Brain blank, I drive back to my office. Three doors down is a hole-in-the-wall pizza joint where the dyspeptic Chinese proprietor with a world-class comb-over and perpetual laryngitis doubles as a holistic healer, offering five-minute neck massages in a chair near the brick oven for $10. In Hollywood, everyone aspires to be an actor or writer. In San Francisco, a healer. I’ve run into a lawyer doubling as a yoga instructor and a schoolteacher who spends her weekends organizing silent retreats in frenetic Union Square, the idea being to learn to listen to yourself amid chaos and, apparently, shopping.
For his part, the pizza guy’s subspecialty is shiatsu pressure points. I’ve never experienced his handiwork, but I find his mushroom and pepperoni to have spiritual properties.

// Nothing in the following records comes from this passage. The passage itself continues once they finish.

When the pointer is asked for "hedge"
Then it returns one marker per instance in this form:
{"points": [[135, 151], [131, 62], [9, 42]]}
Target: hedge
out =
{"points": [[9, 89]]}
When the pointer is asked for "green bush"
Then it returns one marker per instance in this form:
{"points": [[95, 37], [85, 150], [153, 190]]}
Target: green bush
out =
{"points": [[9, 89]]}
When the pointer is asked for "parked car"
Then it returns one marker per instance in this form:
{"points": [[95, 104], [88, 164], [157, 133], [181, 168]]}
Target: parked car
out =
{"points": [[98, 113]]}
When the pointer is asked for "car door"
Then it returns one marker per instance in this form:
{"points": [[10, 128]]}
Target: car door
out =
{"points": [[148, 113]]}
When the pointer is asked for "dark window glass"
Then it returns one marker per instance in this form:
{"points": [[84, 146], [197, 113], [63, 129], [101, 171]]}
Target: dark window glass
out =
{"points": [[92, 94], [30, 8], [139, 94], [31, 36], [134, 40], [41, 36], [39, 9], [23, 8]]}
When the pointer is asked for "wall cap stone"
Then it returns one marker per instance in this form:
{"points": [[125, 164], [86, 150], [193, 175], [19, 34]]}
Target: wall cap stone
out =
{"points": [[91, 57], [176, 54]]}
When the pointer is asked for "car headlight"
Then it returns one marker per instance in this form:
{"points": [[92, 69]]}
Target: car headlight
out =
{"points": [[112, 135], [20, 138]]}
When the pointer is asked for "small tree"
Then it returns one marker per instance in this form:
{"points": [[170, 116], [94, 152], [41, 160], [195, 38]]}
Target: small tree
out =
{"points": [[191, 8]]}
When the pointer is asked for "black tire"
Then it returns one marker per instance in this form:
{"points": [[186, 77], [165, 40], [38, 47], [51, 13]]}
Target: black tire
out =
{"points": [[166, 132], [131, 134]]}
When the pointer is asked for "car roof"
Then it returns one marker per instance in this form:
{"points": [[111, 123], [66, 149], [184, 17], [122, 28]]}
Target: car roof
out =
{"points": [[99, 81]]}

I plop onto a cheap metal stool at the ancient yellow Formica counter. Heat from the brick oven makes this tiny place unforgivably hot on many days but is just right today with foggy chill seeping into everything. Steam smudges the glass door and the waist-high windows where I can see passersby passing by. From my pocket, I pull the paper I found on Alan’s desk and spread it on the counter. I gesture to the proprietor, who is half glancing at a TV airing a reenactment of a sea battle between two ancient ships, the story subtitled in Chinese.